Nach dem Zweiten Weltkrieg und in den letzten Kriegstagen flüchteten Tausende nach Hitlers verlorenem Krieg aus Ost- und Westpreußen, aus Schlesien und Pommern in den Westen. Die Zeit der großen Abrechnung war herangebrochen, die nächste Tragödie nahm ihren Lauf. Und während es den Flüchtlingstreck immer weiter westwärts zog, machten sich im nördlichen Ostpreußen zumeist Waisen in die umgekehrte Richtung auf den Weg.

Die „Wolfskinder“ schlugen sich Richtung Litauen durch, wo sie ein besseres Leben vermuteten. Man nannte sie dort „vokietukai“ – kleine Deutsche. Sie bettelten sich von Hof zu Hof, versuchten zu überleben und mussten dabei vergessen, wer sie waren. Sie nahmen litauische Namen an, lernten eine neue Sprache, weil alles andere zu gefährlich war.

An die 5000 „Wolfskinder“ soll es gegeben haben. Viele von ihnen verdingten sich als Knechte und Mägde, andere wurden von litauischen oder verbliebenen deutschen Familien aufgenommen. Die Erfahrungen waren oft traumatisch. Manche kamen in sowjetische Waisenhäuser, aber es gab auch Fälle großer Menschlichkeit. Die meisten Wolfskinder verließen Litauen Ende der 1950er Jahre.
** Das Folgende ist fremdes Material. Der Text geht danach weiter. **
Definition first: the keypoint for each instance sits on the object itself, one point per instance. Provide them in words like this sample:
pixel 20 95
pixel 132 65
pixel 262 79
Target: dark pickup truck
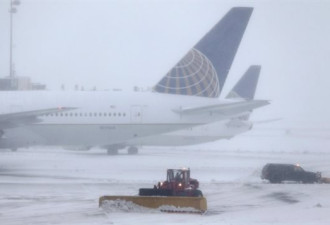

Andere kehrten dem Land in den Jahrzehnten darauf den Rücken, einige erst im Alter, in den 1990er Jahren, als der Eiserne Vorhang verschwunden war.

Es sind etliche Bücher zum Thema erschienen; unter anderem „Wolfskinder: Grenzgänger an der Memel“ (nur noch antiquarisch), Ruth Kibelka, ISBN 978-3861630647; „Wir sind die Wolfskinder: Verlassen in Ostpreußen“, Sonya Winterberg, Piper, 978-3492302647; „Ostpreußische Wolfskinder“, Christopher Spatz, fibre-Verlag.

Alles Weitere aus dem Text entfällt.